Bailout of FirstEnergy will jolt Ohioans, environment


The Ohio Senate’s passage Wednesday night of one of this state’s most odious anti-consumer bills in history toward almost certain passage in the state House deals a mean blow to Ohioans in their pocketbooks and sets the Buckeye State on a regressive path toward environmental irresponsibility.

As expected, House Bill 6, the misnamed Ohio Clean Air Act, sailed to easy passage in the upper chamber of the Ohio General Assembly on a vote of 19-12 with Republicans in the vast majority. That passage followed a similar 53-43 largely party-line vote in the House six weeks ago.

The absence of four assured “yes” votes in the state House to approve several changes in the Senate version of the bill prevented it from final passage this week. But House Speaker Larry Householder is confident those absentee legislators will show up for a final vote on HB 6 on or before Aug. 1.

“The only thing we’re lacking right now is we’re missing about four people in their chairs,” the cocky Householder told Cleveland.com.

Before the final vote, the Senate’s tinkering made the bad legislation even worse. It padded the bill with a total of $450 million in subsidies to the Ohio coal industry, hardly a poster child for clean-energy efficiency. In addition, it moves the state away from meeting rigid long-term energy efficiency mandates, a priority for quite a while now among the regulation-despising GOP majority.

In short, Ohio will take one giant step backward in environmental and consumer protection with the all-but-certain enactment of HB 6.

ORIGINS OF REPULSIVE BILL

The seedy legislation was born of financial turbulence at FirstEnergy Solutions, the power plant subsidiary of Akron-based FirstEnergy Corp. It filed for Chapter 11 bankruptcy protection in the spring of 2018. FES then tried but failed to persuade the federal government to prop up its ailing nuclear and coal operations.

As a last resort, it then came begging to the Ohio Legislature with an ultimatum: Help bail us out or the state’s two FES nuclear power plants at Perry and Davis-Besse would be shuttered, leaving 1,400 workers out in the cold.

To our dismay, as well as that of such distinguished environmental groups as The Sierra Club, the Union of Concerned Scientists and the Natural Resources Defense Council, Ohio’s legislative majority gobbled FES’s bait hook, line and sinker.

As a result, it looks as if Ohio consumers will be straddled with an additional monthly surcharge on their electric bills ranging from $1 for individuals to more than $2,400 for large industrial plants. According to language in HB 6, 88.25 percent of that surcharge will be used to help prop up Perry and Davis-Besse for a total of $150 million yearly. A piddling 11.75 percent of it will go toward renewable-energy development.

Many rightly fear that the significant added expenses to large Ohio industries will cost far more jobs to the state’s economy than the 1,400 the bill purports to protect. Operators of the proposed $900 million Trumbull Energy Center in Lordstown have said passage could deal a blow to the critical project’s development.
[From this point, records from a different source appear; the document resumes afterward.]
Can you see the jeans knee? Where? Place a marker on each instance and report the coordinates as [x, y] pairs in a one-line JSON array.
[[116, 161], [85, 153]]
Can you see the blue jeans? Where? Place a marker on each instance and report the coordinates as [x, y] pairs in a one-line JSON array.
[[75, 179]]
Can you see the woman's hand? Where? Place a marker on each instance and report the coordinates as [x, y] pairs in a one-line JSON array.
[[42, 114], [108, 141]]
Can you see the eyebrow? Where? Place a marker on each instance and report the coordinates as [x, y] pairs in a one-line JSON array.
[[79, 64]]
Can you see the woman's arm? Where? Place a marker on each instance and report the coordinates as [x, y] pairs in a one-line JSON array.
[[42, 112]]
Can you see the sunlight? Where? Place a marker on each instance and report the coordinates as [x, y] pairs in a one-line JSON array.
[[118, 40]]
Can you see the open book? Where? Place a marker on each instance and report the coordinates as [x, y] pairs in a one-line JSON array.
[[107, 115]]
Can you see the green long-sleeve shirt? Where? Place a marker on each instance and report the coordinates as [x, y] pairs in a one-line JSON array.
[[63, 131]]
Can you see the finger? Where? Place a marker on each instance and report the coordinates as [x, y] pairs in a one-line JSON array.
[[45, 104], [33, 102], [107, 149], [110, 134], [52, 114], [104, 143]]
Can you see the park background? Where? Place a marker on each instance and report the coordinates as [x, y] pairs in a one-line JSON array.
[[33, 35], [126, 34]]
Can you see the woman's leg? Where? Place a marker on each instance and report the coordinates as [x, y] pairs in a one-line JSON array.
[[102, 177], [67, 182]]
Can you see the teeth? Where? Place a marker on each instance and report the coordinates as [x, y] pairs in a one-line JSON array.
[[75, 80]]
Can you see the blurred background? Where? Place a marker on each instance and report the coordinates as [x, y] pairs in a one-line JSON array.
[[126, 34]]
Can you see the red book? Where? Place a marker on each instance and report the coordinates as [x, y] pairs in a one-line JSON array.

Additionally, the surcharge will unfairly be applied to all electric consumers in Ohio, regardless of whether they purchase electricity from FirstEnergy.

On the environmental front, the legislation in effect guts this state’s clean-energy and renewable energy mandates by drastically reducing or, in some cases, eliminating the monthly surcharges for those initiatives. According to the Midwest Energy Efficiency Alliance, those initiatives have resulted in $5.1 billion in energy savings for Ohioans from 2009 to 2017.

Despite such prospects for long-term gloom, passage of HB 6 this week did provide a few positives.

To our appreciation, state Sen. Michael Rulli, R-33rd of Salem, refused to listen to the propaganda of his party’s leaders or the massive statewide TV advertising hoax about HB6. He joined a small group of Republican rebel senators who voted against this legislative affront to environmental progress. Other members of the Mahoning Valley Statehouse delegation, with the exception of state Rep. Don Manning, R-59th of New Middletown, also wisely rejected the measure.

In addition, one other last-minute change in the Senate version of the bill, reportedly at the request of Gov. Mike De-Wine, delays implementation of the bailout surcharge until 2021. That postponement will give opponents more than a full year to reassess its negative impact and perhaps consider restoration of some of the state’s long-term energy-efficiency goals.

If those clean-energy mandates remain destroyed, Ohio will bear the unfortunate reputation as an outcast in the worldwide effort to reduce greenhouse-gas emissions to help stave off the dire consequences of global warming. That’s a reputation Ohio could live without.